Mafya usulü uyarı kurşunu.. .
Olay son derece sıradan bir ayaktan kurşunlama olayı aslında. 80'li yılların mafya filmlerini ve gazete haberlerini yakalayanlar için basit bir "uyarı kurşunu" olduğu aşikar olan, ama bir sonraki jenerasyon için açıklaması güç olan bir kurşunlama tarzı.
Zira akşam Tuna'nın vurulduğu Günay Restoranın önünden haber yapan genç ama çok genç bir muhabir aynen şöyle söyledi: "Evet, Derya Tuna burada vuruldu, neyse ki saldırgan ıskaladı da Tuna sadece ayağından yaralandı".
Muhabir bize sadece ayağından yaralandı diye mutlu haberi iletti, acaba ona haber merkezinde bunun bir mesaj olduğunu kim iletti? Neyse ki gecenin ilerleyen saatlerinde bazı Internet sitelerinde ve gece haberlerinde ayaktan vurmanın "racon icabı" olduğu açıklandı!!!
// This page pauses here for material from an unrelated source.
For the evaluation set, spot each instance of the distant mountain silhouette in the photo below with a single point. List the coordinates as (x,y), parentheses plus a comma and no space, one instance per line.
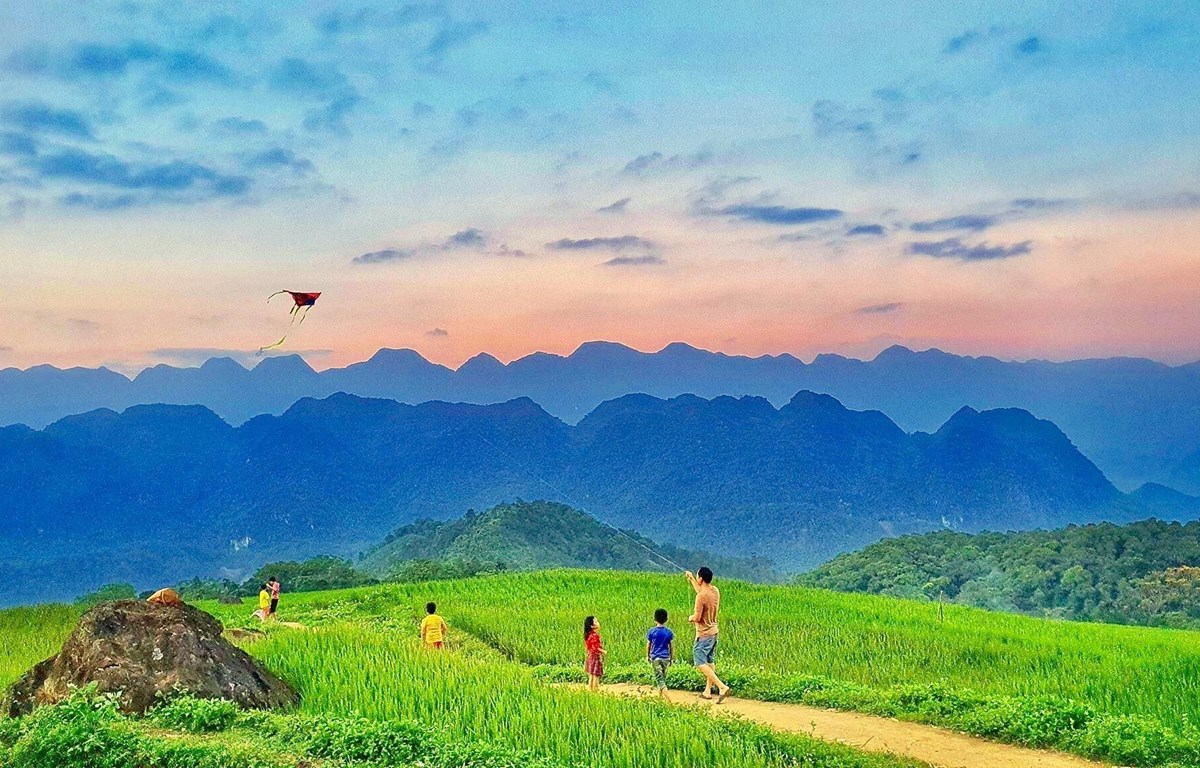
(1139,420)
(162,492)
Gecenin şok olayı böylece yaşandı, televizyon kanalları için de bahane çıktı. Rating kaygısı olan bir gün için bundan daha iyi bir fırsat olamazdı. Kanallar aslında yayın günü olmayan bazı programlarının jeneriklerinin başına "Özel" ibaresini eklediler, magazin müdürleri ekrana çıktı, "bu şok olayı tüm ayrıntılarıyla" yayınlamaya başladı. Kimsenin aklına da durup düşünmek gelmedi.
"Bir çocuk babasından utanmaz ama annesinden utanır"
Türkiye magazin piyasası bir şey yapmadan ünlü olanların cenneti. Derya Tuna, bu bir şey yapmadan ünlü olanlar kervanına dahil. Tuna'nın hayattaki tek özelliği İbrahim Tatlıses'in "18 yıllık hayat arkadaşı" olması.
Tuna'nın geçen haftaya kadar bir iş yaptığı görülmemiş bu 18 yıl içinde. Geçen hafta bir magazin dergisinin bilmem kaçıncı yıl kutlamalarında sahneye çıktı ve şarkı söyledi Tuna.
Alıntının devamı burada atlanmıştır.